Rodgers, Hammerstein & Hart
Glasgow Royal Concert Hall
What is it about Richard Rodgers and his writing partners - or, to put it in Hammerstein speak: "how do you solve a problem like Lorenz Hart"? Rodgers & Hart is this reviewer's all-time favourite music-writing partnership, but this show was another occasion where the translation of its songs from the jazz milieu to the concert stage disappointed.
The shows that spawned such evergreen numbers as Have You Met Miss Jones? and Blue Moon are long forgotten and the songs survived thanks to jazz musicians and singers. Yet, and perhaps ironically, it was the Rodgers & Hart numbers performed with a straightforward, strings-heavy, arrangement by the Scottish Concert Orchestra, rather than an attempt at jazz instrumentation, that worked best on Monday.

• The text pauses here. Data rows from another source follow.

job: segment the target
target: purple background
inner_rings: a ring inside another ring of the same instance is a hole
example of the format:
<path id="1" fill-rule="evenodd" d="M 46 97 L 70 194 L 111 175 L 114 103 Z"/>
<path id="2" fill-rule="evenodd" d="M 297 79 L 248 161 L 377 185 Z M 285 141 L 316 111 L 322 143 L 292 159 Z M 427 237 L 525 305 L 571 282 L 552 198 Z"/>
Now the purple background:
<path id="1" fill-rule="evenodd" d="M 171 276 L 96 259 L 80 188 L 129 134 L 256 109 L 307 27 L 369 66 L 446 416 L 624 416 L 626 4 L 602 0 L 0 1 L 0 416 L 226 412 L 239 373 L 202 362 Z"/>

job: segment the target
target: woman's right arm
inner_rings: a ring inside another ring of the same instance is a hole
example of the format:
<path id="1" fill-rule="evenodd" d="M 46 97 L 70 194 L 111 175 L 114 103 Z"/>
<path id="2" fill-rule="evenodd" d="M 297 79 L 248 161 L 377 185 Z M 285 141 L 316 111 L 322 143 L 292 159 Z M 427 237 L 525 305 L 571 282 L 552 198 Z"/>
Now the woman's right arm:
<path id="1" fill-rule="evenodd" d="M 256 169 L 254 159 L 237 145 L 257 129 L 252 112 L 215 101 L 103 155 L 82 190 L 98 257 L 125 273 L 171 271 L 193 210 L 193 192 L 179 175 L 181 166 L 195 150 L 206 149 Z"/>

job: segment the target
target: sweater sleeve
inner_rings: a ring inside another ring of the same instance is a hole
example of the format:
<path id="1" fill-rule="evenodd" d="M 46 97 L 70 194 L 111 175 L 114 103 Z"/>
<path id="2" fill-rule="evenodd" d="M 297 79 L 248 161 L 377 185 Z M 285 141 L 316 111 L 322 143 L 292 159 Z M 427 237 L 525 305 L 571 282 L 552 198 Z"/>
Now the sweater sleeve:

Isn't It Romantic?, crooned enchantingly by Matthew Cammelle, and Spring Is Here, elegantly sung by Tim Howar, were stand-outs, along with the latter's duet, with Celia Graham, on I Wish I Were In Love Again.
Considerably less successful, on the Rodgers & Hart front, was Gillian Bevan's Bewitched, which was quite pleasing until the climax. Yes, the singer goes from starry-eyed to eyes-wide-open in the space of a short piano solo, but Bevan turned from Mr Hyde into Dr Jekyll with a Hammer-worthy hamminess.
The Rodgers & Hammerstein songs - written for the "modern" musical and bigger, splashier and more sweepingly, straight-forwardly romantic than the intimate, bittersweet Hart songs - fared better, though some arrangements seemed thread-bare and thin when they should have been velvety and luxurious.